Every worker takes a turn at what is called walk-in or phone duty -- taking complaints from the public.
"It's not fun, Nakaura said. "Some of them are really nice. I think some of them want to take their frustration out on you and some of them expect you to do everything."
"This is a tough business to begin with because our business deals primarily with failed relationships, people who are angry," Meaney said. "It deals with money. Money is always a tricky issue and it deals with children."
Holu said that since the new computer system came online there are more questions about payment and about some of the letters generated by the computer, but the basic problems are the same.
He added that the job sometimes doesn't end when the day ends. People will ask him about child-support questions at the supermarket. "Even at my house, people have come to my house," he said.
Holu has also had to change his phone number so he can spend weekends with his family.

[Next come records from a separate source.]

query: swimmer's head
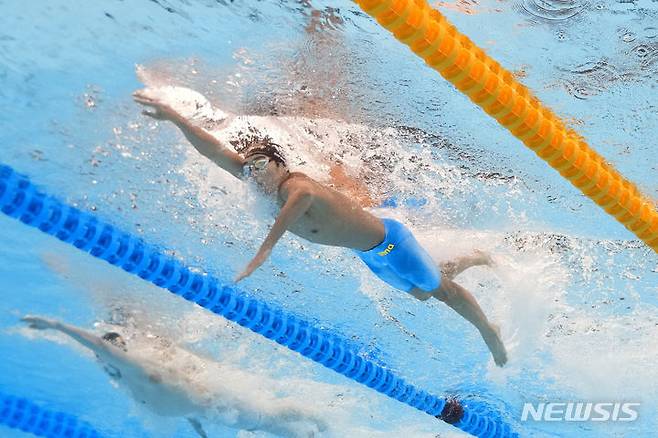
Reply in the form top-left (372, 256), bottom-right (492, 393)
top-left (102, 332), bottom-right (128, 351)
top-left (242, 137), bottom-right (287, 167)
top-left (237, 137), bottom-right (290, 193)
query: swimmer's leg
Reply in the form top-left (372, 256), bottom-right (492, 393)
top-left (439, 250), bottom-right (494, 280)
top-left (187, 417), bottom-right (208, 438)
top-left (410, 278), bottom-right (507, 367)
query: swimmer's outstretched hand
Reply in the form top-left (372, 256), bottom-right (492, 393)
top-left (235, 250), bottom-right (272, 283)
top-left (21, 315), bottom-right (57, 330)
top-left (133, 88), bottom-right (180, 120)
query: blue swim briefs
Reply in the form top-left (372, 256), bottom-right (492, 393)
top-left (356, 219), bottom-right (441, 292)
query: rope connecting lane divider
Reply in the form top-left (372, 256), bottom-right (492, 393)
top-left (0, 163), bottom-right (517, 438)
top-left (355, 0), bottom-right (658, 253)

"People have concerns sometimes that they cannot wait for the weekend to be over."
Federal mandate resultedBy Craig Gima
in new computer system
The state went online with its Keiki computer system in July because the federal government required states to automate child-support systems or face a loss of federal money.
Federal funds paid for 90 percent of the cost of Keiki. When Congress passed a law in 1988 requiring the computer system, it gave states until October 1995 to get the systems running. Only one state met the requirement. It then gave states extensions until this year, when penalties kicked in for states that did not have certified child-support computer systems. Hawaii was one of 35 states to meet the deadline.

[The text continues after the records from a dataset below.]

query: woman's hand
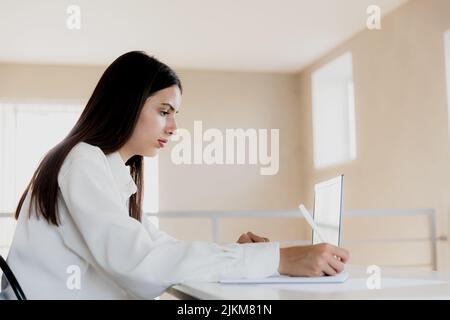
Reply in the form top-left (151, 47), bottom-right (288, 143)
top-left (237, 231), bottom-right (270, 243)
top-left (278, 243), bottom-right (349, 277)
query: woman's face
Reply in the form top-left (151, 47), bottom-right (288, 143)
top-left (119, 86), bottom-right (181, 161)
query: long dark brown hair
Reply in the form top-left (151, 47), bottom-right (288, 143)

The state and federal government got into the collection and distribution of child support after Congress passed a law in 1975.
The state Legislature created the Child Support Enforcement Agency, which is attached to the attorney general's office, in 1986. Before that, child-support functions were split among the courts, counties and the Department of Human Services.
"The program originally began as a way to get control of welfare payments," said agency Administrator Michael Meaney. "The more child-support payments could be collected, the less people would need to rely on welfare," he said.
Last year, the program collected $11.6 million in child support and back child support to repay the state and federal governments for welfare payments.
Over the years, Congress has expanded the program to handle all child-support payments, including agreements ordered by courts in divorce and other custody settlements.
Now, Meaney said, only about 20 percent of the child-support payments handled by his agency involve welfare cases.
New laws have also made it possible for the government to be more aggressive in collecting child support. The state can now withhold money from paychecks and income tax returns. People who do not pay required child support can have licenses revoked or even be put in prison. The federal government has also set up a national new-hire directory and a delinquent-parent database to help track parents who owe child support across state lines.
The federal child-support agency estimated $10 billion of $17 billion owed was collected by states in fiscal year 1997. But only $3.4 billion has been collected of the estimated $48 billion that is owed in back child support.
The national average for collection of current child support due is 22.5 percent. Hawaii collects about 24 percent of child support due.